Johnston, however, says Seattle Center officials have not been eager to communicate with the skateboarding community. “We walked around the entire campus and had to listen to why a skatepark was not possible on every inch of the campus,” Johnston says.

Pro-skatepark city council members Richard Conlin (and, reportedly, Jan Drago) agree that working with Seattle Center has been challenging.

“Why [skaters and Center officials] have been at odds baffles me,” Conlin says. “The skatepark could bring in a new constituency—young people to activate it more than it is now. But [Center officials] don’t seem to think that way.”

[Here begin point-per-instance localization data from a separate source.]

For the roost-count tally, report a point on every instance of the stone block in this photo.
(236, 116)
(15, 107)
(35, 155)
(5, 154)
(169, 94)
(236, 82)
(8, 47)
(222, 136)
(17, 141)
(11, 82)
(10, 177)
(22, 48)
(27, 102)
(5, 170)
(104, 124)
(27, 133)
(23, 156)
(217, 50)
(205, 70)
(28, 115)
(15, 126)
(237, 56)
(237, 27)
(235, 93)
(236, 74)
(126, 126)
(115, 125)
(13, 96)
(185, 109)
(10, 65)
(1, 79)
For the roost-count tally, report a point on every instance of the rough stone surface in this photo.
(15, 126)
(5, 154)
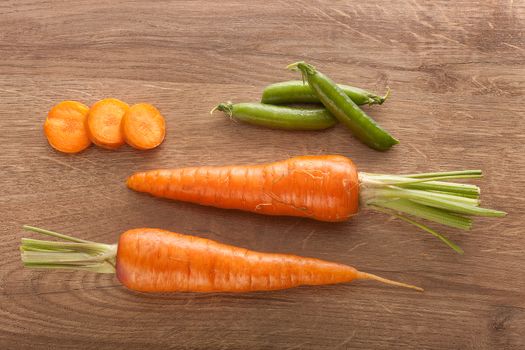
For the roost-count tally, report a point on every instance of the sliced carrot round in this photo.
(104, 123)
(65, 127)
(143, 126)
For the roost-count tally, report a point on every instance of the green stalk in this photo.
(76, 254)
(428, 213)
(444, 239)
(427, 197)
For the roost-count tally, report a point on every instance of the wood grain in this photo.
(458, 79)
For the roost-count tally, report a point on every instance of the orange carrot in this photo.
(65, 127)
(153, 260)
(326, 188)
(143, 126)
(104, 123)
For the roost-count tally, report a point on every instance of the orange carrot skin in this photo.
(324, 188)
(153, 260)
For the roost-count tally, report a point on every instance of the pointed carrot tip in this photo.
(369, 276)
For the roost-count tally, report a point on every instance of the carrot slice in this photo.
(104, 123)
(143, 126)
(65, 127)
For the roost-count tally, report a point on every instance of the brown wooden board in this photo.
(457, 73)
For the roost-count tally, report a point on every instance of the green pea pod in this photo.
(295, 91)
(278, 117)
(344, 109)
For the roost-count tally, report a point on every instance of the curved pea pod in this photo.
(344, 109)
(296, 91)
(278, 117)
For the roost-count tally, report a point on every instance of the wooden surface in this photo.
(458, 79)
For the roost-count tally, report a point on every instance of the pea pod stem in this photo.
(344, 109)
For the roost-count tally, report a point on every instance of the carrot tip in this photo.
(369, 276)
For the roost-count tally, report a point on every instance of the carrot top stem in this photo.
(76, 254)
(425, 196)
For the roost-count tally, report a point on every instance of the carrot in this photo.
(154, 260)
(326, 188)
(143, 126)
(65, 127)
(104, 123)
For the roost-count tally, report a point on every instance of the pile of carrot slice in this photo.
(71, 126)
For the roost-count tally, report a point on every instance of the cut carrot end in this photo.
(143, 126)
(104, 123)
(65, 127)
(369, 276)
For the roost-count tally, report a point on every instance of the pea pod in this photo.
(295, 91)
(344, 109)
(278, 117)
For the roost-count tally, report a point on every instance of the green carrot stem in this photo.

Conlin adds that he didn’t expect the demolition to happen so soon. “I’m not happy that it would take place without a replacement for the park being sited,” he says.

The requirement to rebuild the park comes from a city council resolution sponsored by Council Member Drago almost two years ago. IRIS Holdings, a for-profit company closely affiliated with the Gates Foundation, bought the property in 2005. The company is also heading the development of the foundation’s new headquarters where the skatepark once stood.

Under the terms of the purchase agreement between the Gates Foundation and Seattle Center, the new skatepark is supposed to be open by the time the parking facility for the new headquarters is finished in late 2008.

In a letter to City Attorney Tom Carr’s office, lawyers for the Gates Foundation reiterated that “it is incumbent on the [Center] to complete its actions and obligations to relocate the skateboard park.”

For now, though, there isn’t so much as a sketch of what the new park will look like.

The skatepark task force will meet Mon Jan 8 at 7 pm at the Seattle Parks and Administration Building, 100 Dexter Ave N.